TALLADEGA, Ala. | The speech hasn’t changed in the seven years since NASCAR first delivered it during a 2001 driver’s meeting at Daytona.

“This is your warning,” race director David Hoots begins. “Do not go below the yellow line. If in NASCAR’s judgment you go below the yellow line to improve your position, you will be black-flagged.”

So why the surprise that Regan Smith was penalized Sunday for dipping below the out-of-bounds line to pass Tony Stewart on the last lap at Talladega Superspeedway?

The debate over the frantic finish raged on Monday with claims that the rookie driver was robbed of his first career victory because NASCAR used its judgment to give a two-time series champion a coveted Talladega victory. NASCAR defended its ruling late in the day, then cleared up any confusion about what’s allowed on the final lap of a restrictor-plate race.

NASCAR put the yellow-line policy in place in its first return to Daytona following Dale Earnhardt’s fatal 2001 accident. By outlawing a portion of the asphalt at Daytona and Talladega, NASCAR shrunk the racing surface and took control of daredevil driving at the two most dangerous tracks on the circuit.

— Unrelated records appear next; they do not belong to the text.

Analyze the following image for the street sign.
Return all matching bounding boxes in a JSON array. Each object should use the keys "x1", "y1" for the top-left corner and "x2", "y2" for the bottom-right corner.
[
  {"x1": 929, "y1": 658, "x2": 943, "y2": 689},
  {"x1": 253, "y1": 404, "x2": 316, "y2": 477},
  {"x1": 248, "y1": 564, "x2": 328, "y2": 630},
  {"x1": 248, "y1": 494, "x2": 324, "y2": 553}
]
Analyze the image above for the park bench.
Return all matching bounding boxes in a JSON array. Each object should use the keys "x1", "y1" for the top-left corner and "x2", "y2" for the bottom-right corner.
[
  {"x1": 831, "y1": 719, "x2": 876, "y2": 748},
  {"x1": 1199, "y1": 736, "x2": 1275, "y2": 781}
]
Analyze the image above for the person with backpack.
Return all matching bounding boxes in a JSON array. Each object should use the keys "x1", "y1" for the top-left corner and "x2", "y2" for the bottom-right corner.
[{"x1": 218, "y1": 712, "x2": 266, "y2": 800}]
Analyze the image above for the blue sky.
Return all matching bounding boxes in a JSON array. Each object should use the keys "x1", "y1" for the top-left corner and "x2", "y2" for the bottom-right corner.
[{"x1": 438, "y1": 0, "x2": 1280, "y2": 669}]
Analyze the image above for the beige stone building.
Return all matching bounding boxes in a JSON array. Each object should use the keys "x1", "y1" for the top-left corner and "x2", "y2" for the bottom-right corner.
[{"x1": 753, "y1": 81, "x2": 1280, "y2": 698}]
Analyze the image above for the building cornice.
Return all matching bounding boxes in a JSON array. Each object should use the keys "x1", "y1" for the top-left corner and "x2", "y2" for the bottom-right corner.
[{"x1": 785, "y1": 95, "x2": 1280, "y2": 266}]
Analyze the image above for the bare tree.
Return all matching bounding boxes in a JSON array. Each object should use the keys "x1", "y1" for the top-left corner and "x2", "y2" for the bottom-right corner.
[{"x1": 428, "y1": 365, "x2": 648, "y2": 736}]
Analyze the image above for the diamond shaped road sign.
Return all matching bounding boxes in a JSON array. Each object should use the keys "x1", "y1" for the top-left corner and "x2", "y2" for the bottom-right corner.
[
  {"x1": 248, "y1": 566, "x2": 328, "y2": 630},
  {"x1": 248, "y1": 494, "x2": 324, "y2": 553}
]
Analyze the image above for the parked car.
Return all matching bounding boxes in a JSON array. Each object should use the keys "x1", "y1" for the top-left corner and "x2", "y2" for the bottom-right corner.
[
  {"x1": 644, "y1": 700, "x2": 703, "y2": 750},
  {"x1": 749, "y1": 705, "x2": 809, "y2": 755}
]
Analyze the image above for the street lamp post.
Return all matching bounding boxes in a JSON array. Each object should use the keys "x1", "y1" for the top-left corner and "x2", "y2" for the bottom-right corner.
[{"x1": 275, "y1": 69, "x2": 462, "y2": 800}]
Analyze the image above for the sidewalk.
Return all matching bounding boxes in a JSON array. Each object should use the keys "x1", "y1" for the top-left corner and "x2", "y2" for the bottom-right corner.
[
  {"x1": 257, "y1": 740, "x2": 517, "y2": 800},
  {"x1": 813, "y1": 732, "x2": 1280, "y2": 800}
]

Stewart broke the rule that first race, dropping two tires below the line to avoid running into Johnny Benson after Benson tried to block Stewart’s attempted pass. Stewart was immediately black-flagged - a directive he ignored - and had a heated exchange with NASCAR following the race.

Hoots has yet to change the language of his prerace warning in the 29 Cup restrictor-plate races since. The script is so tight, drivers, crew chiefs and any other regular attendee know the directive by heart.

So when Smith passed Stewart below the line, then moved above it to cross the finish line first, Stewart knew the move would be disallowed.

“I’ve been a part of every one of the driver meetings since they implemented the yellow-line rule, and it always starts with ‘This is your warning. Do not improve your position below the yellow line,’” Stewart said Monday. “If you are passing another car and you are below the yellow line, back off, fall back behind the car you are trying to pass and you won’t be penalized.

“The drivers’ meetings have been very clear about that from Day 1. They’ve never wavered in the terminology they’ve used or the language they’ve used. It’s always been the same.”

But Smith disagreed and found a good deal of support across the garage.

It can be argued that Stewart forced him below the line to block Smith from passing, a maneuver that also can be penalized if NASCAR believes the intent was obvious.

Although Stewart admits he was blocking, the two cars were running bumper-to-bumper - not side-by-side - when Smith made the decision to slide below the line. And Stewart gave him room to return to the racing surface. Had Smith come back behind Stewart, no harm done. But Smith already had completed the pass by the time he moved back onto the surface.

NASCAR president Mike Helton said Monday that scoring officials did not believe Stewart forced Smith under the line. But it was mostly irrelevant because it wasn’t even the defense anyone was taking for Smith’s maneuver.